Les bombardements, d'une violence rarement observée dans cette zone portuaire, touchent désormais indistinctement des quartiers résidentiels et des infrastructures civiles. Aucun secteur de la ville ne semble épargné, et l'absence de répit complique toute tentative de fuite pour les milliers de civils qui n'ont pas pu ou pas voulu obtempérer à l'ordre d'évacuation.

Une opération militaire d'une ampleur inédite

L'armée israélienne a justifié cette intensification des frappes par la nécessité de démanteler des infrastructures du Hezbollah qu'elle affirme être dissimulées au cœur de la zone urbaine. Selon des responsables militaires israéliens cités dans des communiqués, l'opération vise à « frapper avec force et précision les capacités de l'ennemi ».

Sur le terrain, les témoignages recueillis auprès de secouristes libanais font état de dégâts considérables. De nombreux immeubles se sont effondrés sous les impacts, et les équipes de la protection civile peinent à atteindre les secteurs les plus dangereux en raison des bombardements continus.

Conséquences humanitaires dramatiques

L'ordre d'évacuation, lancé la veille par le porte-parole arabophone de l'armée israélienne, concernait l'ensemble de la ville de Tyr et ses environs immédiats. Il enjoignait aux habitants de se diriger vers le nord du pays, au-delà du fleuve Litani. Mais les frappes, qui ont commencé avant même l'expiration du délai accordé, ont semé la panique et rendu les routes de sortie extrêmement périlleuses.

Des organisations humanitaires présentes sur place alertent sur une situation catastrophique : des familles entières se retrouvent bloquées dans des abris de fortune ou contraintes de se déplacer à pied sous les bombes. Les infrastructures médicales de la région, déjà saturées par des semaines de conflit, sont submergées par l'afflux de blessés.

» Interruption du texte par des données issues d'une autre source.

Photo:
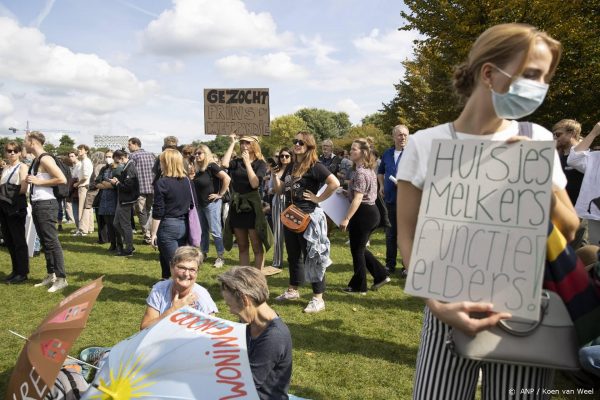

Ce pilonnage de Tyr s'inscrit dans une escalade plus large des opérations israéliennes au sud du Liban. Depuis plusieurs jours, l'armée israélienne a considérablement élargi le périmètre de ses frappes, touchant également des villes comme Nabatiyé, désormais devenue une cible centrale des bombardements.

La communauté internationale observe avec une inquiétude croissante cette nouvelle phase du conflit. Plusieurs capitales occidentales ont appelé à la retenue et à la protection des civils, sans toutefois annoncer de mesures concrètes pour faire cesser les hostilités.

Les frappes sur Tyr se poursuivaient ce soir encore, sans signe d'apaisement, laissant craindre un bilan humain qui pourrait s'alourdir dans les prochaines heures.